Tuesday, October 16, 2007

Can debt be a safety net?

Normally, I dismiss the countless unsolicited financial products I get in the mail every month out of hand, but I'm tempted to bite on a particularly persistent one. In the deluge of pitches I receive from my bank, Royal Bank, every month, one of the recurring items is an offer of an unsecured line of credit. They're offering $10,000 at a rate close to prime, if I recall correctly.

I currently have a high-interest savings account that doubles as an emergency fund and condo downpayment fund. If something like a job loss were to happen now, that's what I'd be dipping into to tide me over. But when I eventually come around to buying a place of my own, I'll probably be inclined to empty the entire thing (so as to maximize my downpayment) and knowing myself, I know I'll be tempted to pour every spare cent I have into paying off the mortgage after that -- at least for the first year or so, until I've convinced myself I'm not actually about to get fired on a daily basis.

The long and the short of it is, when I liquidate the fund to buy real estate, I'll find myself in the position of not having an emergency fund, at least in the short term, to pay for those unexpected emergencies. (I'm told having three months' expenses is a good guideline.)

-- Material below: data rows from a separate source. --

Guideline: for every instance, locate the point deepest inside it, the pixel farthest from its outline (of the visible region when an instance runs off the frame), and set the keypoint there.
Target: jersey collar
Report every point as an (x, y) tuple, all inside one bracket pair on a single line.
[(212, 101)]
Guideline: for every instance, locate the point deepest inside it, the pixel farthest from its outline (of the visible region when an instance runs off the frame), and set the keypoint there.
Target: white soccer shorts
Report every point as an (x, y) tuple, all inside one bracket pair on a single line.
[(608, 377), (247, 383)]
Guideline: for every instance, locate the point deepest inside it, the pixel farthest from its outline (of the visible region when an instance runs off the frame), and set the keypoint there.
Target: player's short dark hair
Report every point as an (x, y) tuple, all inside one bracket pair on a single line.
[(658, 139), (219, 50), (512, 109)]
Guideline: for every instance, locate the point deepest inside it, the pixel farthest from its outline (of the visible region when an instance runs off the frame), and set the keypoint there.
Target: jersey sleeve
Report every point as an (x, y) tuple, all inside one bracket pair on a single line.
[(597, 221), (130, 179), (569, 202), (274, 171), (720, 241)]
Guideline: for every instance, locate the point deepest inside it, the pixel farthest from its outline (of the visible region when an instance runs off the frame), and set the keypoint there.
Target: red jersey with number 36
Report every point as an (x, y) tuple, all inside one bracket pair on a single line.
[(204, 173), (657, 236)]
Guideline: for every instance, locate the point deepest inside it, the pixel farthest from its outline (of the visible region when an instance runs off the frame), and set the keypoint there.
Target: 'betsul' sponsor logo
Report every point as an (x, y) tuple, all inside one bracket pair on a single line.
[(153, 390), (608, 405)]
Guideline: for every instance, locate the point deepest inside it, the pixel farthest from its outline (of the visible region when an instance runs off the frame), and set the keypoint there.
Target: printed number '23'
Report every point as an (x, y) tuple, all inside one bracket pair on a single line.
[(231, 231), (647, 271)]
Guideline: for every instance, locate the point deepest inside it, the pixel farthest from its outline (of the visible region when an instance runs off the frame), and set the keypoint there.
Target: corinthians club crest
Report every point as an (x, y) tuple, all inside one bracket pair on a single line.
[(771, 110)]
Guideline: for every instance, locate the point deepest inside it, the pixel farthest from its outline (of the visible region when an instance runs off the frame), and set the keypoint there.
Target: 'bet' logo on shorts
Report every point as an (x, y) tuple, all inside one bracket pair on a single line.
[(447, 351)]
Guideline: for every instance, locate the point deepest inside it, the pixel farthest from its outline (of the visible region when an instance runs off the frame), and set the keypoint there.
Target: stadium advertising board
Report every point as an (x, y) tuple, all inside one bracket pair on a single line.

What I'm thinking of doing at the moment is to sign up for this unsecured line of credit as a sort of insurance policy. It doesn't cost anything on a monthly basis unless I take money out of it (which I wouldn't do as long as I had that $10K in savings I currently have) at which point I'd pay interest on the withdrawals. That way, should the need ever arise, I'd dip into the line of credit, as opposed to the emergency cash that's I'd already have wisely invested into minimizing my mortgage.

I suppose this is all moot until I actually need it, but I'm tempted to sign up for it now. I'm sure the rates offered by banks on unsecured loans start to change once you've borrowed six figures to buy a house, so my reasoning was to sign up now while I'm an excellent credit candidate.

Any thoughts on this? You don't have to remind me of all people that, as a general rule, debt = bad, but is it not better for my long-term financial wellness to not have 5K or more sitting around in a savings account when that money could be put toward paying down a future mortgage? I suppose there might be some negatives in terms of credit rating to consider, but the thought of having several grand sitting in a bank account while I have a six-figure debt to pay off doesn't sit right with me -- and I haven't even taken the plunge yet. It just seems a waste to hoard cash for a rainy day that might never come.

Is this not a situation where debt is actually the smart financial decision?

5 comments:

FourPillars said...

You should absolutely get the LOC.

It doesn't cost anything and it's there IF you need it. Just because you sign up for it and use it as an emergency fund doesn't mean you have "debt".

Mike

nancy (aka money coach) said...

This is a text-book case study -- the mix of money and the 'human factor'. For you, I suspect it's smart. But for others, it's a potential liability. There is ALWAYS stuff coming up in life that seems utterly imperative at the moment, that could lure anyone into diving into the LOC. Et voila, join the ranks of the over-our-heads-in-debt. But if you know yourself enough to be confident that you would only use it in pre-defined emergencies, it's a smart safety net.

philip b said...

Keep in mind that any line of credit will increase your TDSR (Total Debt Service Ratio) even if you have nothing owing on it. This means the bank will not lend you as much money as they will hold a "payment" on this line of credit against you when determining debts vs. income.

Krupo said...

philip b's comment says it all - it'll be just like any credit card limits you have - it's treated as open debt whether you're using $500 or $15,000 of actual credit/LOC.

This could impact the amount you can borrow, and the rate you're charged on your other loans.

If $10k is too much, consider a smaller LOC too...

Mr. Cheap said...

I was going to write exactly what philip and krupo beat me to. It won't hurt your credit rating (much, the pull is a tiny, tiny hurt, but is really nothing, and quickly it should start IMPROVING your credit rating as you'll establish more of a history).

If the $10K really affects you TDSR to the point that it prevents you from buying something, that buy would probably have been a real stretch anyway (so maybe its a good thing). From what I've read about you I suspect you'll easily get approved for as much as you want on you mortgage.

The other way around this would be to get a pre-approval, THEN set up the unsecured LOC. Or get a mortgage with a build in secured LOC, then as you pay down you mortgage, you create room in the HELOC to borrow against in case of emergency.

I'm a big believer in using LOCs/HELOCs for emergencies instead of having cash sitting there.